The court held that the provision of this term in relation to interest after late acceptance did not render the offer invalid.  However it was important that the interest imposed was realistic.  The new rule has, in fact, codified this decision.  (There were contradictory decisions on this point, some cases finding that any attempt to add to the interest provisions rendered the offer invalid as a Part 36 offer).

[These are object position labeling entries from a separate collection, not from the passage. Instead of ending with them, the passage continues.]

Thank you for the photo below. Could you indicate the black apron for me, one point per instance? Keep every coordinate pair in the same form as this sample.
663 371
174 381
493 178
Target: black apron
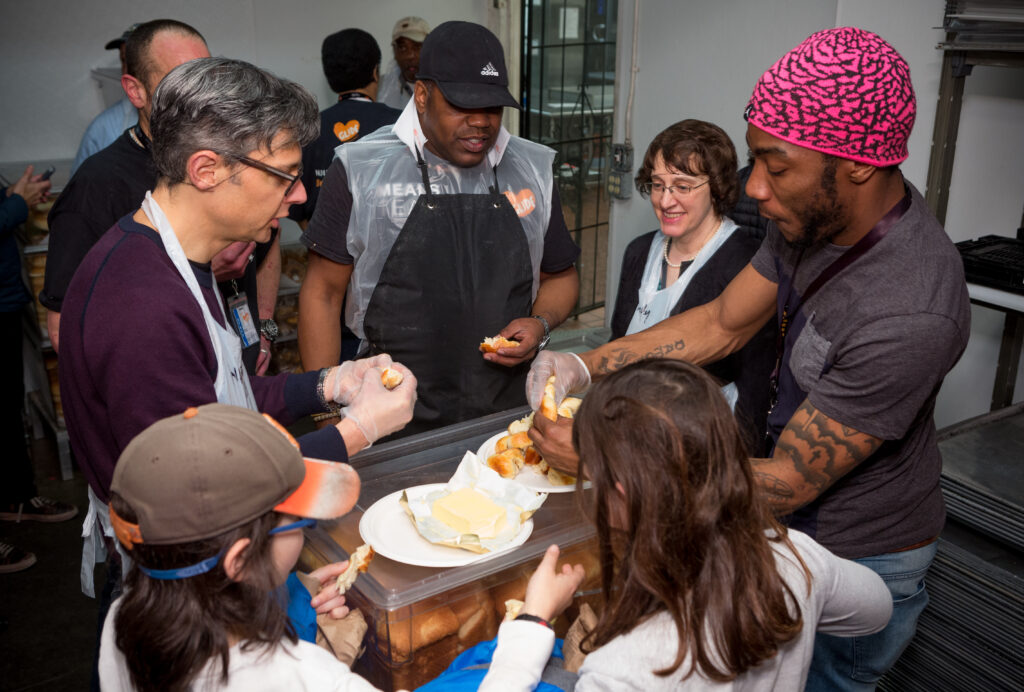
785 394
460 270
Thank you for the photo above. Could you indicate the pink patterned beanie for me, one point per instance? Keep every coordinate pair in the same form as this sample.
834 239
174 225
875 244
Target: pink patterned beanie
842 91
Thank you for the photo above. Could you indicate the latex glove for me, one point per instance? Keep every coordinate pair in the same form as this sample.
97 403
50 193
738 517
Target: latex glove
263 360
31 188
550 591
344 381
378 412
328 601
554 440
571 376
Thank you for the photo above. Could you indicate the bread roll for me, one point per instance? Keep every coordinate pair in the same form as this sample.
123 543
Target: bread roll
507 463
556 477
517 441
391 378
549 408
358 562
423 630
568 406
492 344
522 425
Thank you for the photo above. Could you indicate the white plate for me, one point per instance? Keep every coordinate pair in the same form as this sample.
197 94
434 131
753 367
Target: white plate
390 531
528 475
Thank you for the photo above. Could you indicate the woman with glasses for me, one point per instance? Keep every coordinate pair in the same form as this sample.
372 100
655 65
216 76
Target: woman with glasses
689 175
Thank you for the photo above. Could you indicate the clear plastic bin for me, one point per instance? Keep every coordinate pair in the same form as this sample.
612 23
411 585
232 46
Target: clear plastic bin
422 617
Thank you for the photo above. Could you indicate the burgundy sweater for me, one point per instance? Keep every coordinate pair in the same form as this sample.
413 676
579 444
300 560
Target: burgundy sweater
134 349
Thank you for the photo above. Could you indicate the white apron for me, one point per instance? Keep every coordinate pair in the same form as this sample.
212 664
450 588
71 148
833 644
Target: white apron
231 386
654 305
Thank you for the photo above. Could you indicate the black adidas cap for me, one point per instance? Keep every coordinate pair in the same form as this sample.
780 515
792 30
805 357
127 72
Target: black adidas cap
467 62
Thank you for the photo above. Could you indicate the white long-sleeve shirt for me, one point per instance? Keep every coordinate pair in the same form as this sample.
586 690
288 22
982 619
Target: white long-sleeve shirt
846 599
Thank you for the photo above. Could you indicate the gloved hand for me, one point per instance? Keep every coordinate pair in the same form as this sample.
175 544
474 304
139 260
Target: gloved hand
378 412
571 376
343 382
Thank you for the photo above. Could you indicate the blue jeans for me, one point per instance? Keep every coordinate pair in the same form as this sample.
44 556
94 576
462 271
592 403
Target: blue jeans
857 662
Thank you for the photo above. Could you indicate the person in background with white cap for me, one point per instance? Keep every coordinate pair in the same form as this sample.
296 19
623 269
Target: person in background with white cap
440 231
210 506
399 78
351 61
109 125
872 310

  1. Did the inclusion of a term as to interest after the end of the Relevant Period render the Offer invalid for the purposes of CPR r 36? In my judgment, it did not. First, there is nothing in Part 36 and in CPR 36.5 in particular, which precludes the inclusion of terms as to interest in a Part 36 offer which are intended to apply after the Relevant Period has expired. The only express provision in relation to interest is CPR Rule 36.5(4) which provides that offers to pay or accept a sum of money will be treated as inclusive of interest essentially until the Relevant Period expires. It seems to me that that takes the matter no further.
  2. Secondly, there is nothing which expressly precludes the inclusion of terms in addition to the requirements in CPR 36.5(2) and CPR 36.2(2) expressly preserves the ability to make an offer to settle in whatever way the party chooses, albeit that it provides that if r 36.5 is not complied with the offer will not have the costs consequences set out in that section.
  3. Thirdly, as Mr Stokell points out, if a party could not provide for interest to run after the end of the Relevant Period, it would not be compensated with interest for any delay between the end of that period and a subsequent acceptance of the offer.
  4. Fourthly, it seems to me that there is nothing in Mr Cook’s submission that if this is correct, an offeror could state, for example, that the settlement sum was subject to 25% or even 200% interest after the expiry of the Relevant Period, something which he says would inhibit settlement and be contrary to the policy of CPR Part 36. Mr Stokell suggests in his skeleton argument that there are two alternative answers to this. First, the assessment of whether an offeror has obtained a judgment, at least as advantageous as the proposal in its offer is made at the date of the judgment. An offeror who had provided for the application of such interest rates after the expiry of the Relevant Period might find that the judgment was not more advantageous than the offer and accordingly, the costs consequences of Part 36 would not apply. Secondly, and in the alternative, as interest after the end of the Relevant Period is ignored for the purposes of the CPR 36.17 assessment (see Purrunsing v A’Court [2016] EWHC 1528 (Ch), [2016] CILL 2861 (ChD) per HHJ Pelling QC at [15] – [16]), it should also be ignored for the purposes of determining whether the Part 36 offer is valid. Although Mr Cook’s objection is undermined in either case, it seems to me that the latter reflects the correct approach.
  5. Fifthly, if the offeree found the particular clause unpalatable, it would be possible for it to make its own Part 36 offer in the same terms but without the offending provision. It seems to me therefore, that there is no reason whether of policy or otherwise which renders an offer invalid for the purposes of Part 36 if it includes provisions as to interest after the expiration of the Relevant Period. After all, as Flaux LJ pointed out in the course of argument, there is nothing wrong with a party making a Part 36 offer expressed as a specified sum which includes interest during the Relevant Period calculated on the basis of a particularly high rate. He just has to take the consequences when it comes to be determined whether the offer has been “beaten”.
  6. For all the reasons set out above, I would dismiss the appeal. Accordingly, it is unnecessary to decide the points which arise on the Respondent’s Notice or to determine whether this court should exercise the discretion under CPR part 44 in relation to Calonne’s costs below or decide to remit the matter to the Judge for reconsideration.”